L'ORTOMERCATO

DAL CAMPO AL BANCO

Allo scopo di offrire ai bisognosi una dieta alimentare il più possibile corretta ed integrata con prodotti freschi, da Maggio 2012 il Banco Alimentare ha aperto una sede all'interno dell'Ortomercato di Milano.

In quest’area  immensa operano oltre 150 stands di grossisti da mezzanotte alle 11 del mattino.

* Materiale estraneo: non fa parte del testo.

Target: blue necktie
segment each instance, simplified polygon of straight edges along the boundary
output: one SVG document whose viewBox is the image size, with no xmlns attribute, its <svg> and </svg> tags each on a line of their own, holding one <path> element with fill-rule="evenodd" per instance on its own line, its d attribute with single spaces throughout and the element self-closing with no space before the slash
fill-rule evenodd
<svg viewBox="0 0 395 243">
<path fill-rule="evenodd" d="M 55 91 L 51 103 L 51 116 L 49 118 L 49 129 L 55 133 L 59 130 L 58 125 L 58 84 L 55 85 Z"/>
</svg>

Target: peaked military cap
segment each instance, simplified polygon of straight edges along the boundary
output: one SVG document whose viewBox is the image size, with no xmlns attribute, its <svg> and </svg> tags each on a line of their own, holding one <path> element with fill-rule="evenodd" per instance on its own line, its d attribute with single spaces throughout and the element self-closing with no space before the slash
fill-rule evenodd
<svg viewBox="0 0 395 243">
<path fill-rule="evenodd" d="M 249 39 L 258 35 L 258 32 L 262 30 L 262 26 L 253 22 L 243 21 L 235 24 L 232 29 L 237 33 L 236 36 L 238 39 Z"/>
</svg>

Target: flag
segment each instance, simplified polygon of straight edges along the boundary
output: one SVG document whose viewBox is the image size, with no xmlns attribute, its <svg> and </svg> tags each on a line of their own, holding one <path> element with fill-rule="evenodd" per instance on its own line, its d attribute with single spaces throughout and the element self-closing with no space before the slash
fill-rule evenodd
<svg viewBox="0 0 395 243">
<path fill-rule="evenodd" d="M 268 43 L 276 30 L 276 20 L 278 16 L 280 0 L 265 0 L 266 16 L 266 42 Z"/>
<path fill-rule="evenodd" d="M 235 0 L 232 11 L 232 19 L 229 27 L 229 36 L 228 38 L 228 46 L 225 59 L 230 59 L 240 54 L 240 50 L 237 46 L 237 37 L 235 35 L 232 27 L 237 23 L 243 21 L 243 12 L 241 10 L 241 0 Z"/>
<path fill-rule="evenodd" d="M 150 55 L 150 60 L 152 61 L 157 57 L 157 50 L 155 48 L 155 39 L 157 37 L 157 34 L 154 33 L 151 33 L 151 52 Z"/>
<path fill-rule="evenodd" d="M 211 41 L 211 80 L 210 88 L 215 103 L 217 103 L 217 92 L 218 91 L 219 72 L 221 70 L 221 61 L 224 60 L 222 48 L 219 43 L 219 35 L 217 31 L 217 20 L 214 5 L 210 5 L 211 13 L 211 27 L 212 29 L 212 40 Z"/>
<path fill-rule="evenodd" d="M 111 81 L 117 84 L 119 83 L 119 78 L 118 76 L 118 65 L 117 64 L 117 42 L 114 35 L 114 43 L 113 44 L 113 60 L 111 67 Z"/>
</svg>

Alla fine degli scambi  molti operatori trovano generosamente il tempo e l’energia di accantonare la merce in eccedenza per donarla ai volontari del Banco che ogni martedì, mercoledì e giovedì selezionano i prodotti recuperati. Frutta e verdura vengono trasportate immediatamente nel magazzino di Muggiò  consegnate alle strutture caritative nella giornata stessa o all’indomani del ritiro. A quanto recuperato in Ortomercato si aggiungono le eccedenze di frutta e verdura recuperate dai produttori agricoli e dalla distribuzione.

Nel corso del 2016 sono stati raccolti complessivamente 2. 596 tonnellate di frutta e verdura fresche rispetto alle 2.247 recuperate nell’anno precedente. La quota più importante proviene dal recupero di frutta e ortaggi dai produttori agricoli  grazie ai contributi europei:  Ortofrutta  (1.884 Ton.) Grande l’apporto del recupero presso l’Ortomercato di Milano ( 424 Ton. ) ottenuto grazie alla presenza costante di 12 volontari a rotazione, 3 giorni alla settimana, addetti al recupero e cernita. Importante anche il quantitativo di frutta e verdura dalla Distribuzione ( 288 Ton.)

L’equilibrio alimentare

La lotta allo spreco alimentare è uno dei valori fondanti dei banchi alimentari, ed uno degli obiettivi principali è quello di assicurare alle persone più povere una alimentazione ricca di vitamine e proteine.

Queste priorità si fondono proprio nello sforzo che compiamo per incrementare Il recupero di frutta e verdura dall’ortomercato di Milano e dalle eccedenze nei campi , di prodotti freschi dai supermercati con il servizio SITICIBO GDO e ristorazione  e latticini, yogurt dalle aziende di trasformazione . Gli alimenti freschi nel 2016 sono stati 5.800 ton, rappresentano più del 38% del cibo distribuito.

Frutta e verdura inclusi i succhi sono cresciute ulteriormente in percentuale rispetto allo scorso anno  passando dal 31% al 37% .

L’importanza e lo stretto legame del binomio “alimentazione e buona salute” è sottolineata dall’Organizzazione mondiale della sanità (OMS) che considera nutrizione adeguata e salute diritti umani fondamentali. L’alimentazione è uno dei fattori che maggiormente incidono sullo sviluppo, sul rendimento e sulla produttività delle persone, sulla qualità della vita e sulle condizioni psico-fisiche con cui si affronta l’invecchiamento. Inoltre una dieta corretta è un validissimo strumento di prevenzione per molte malattie e di trattamento per molte altre.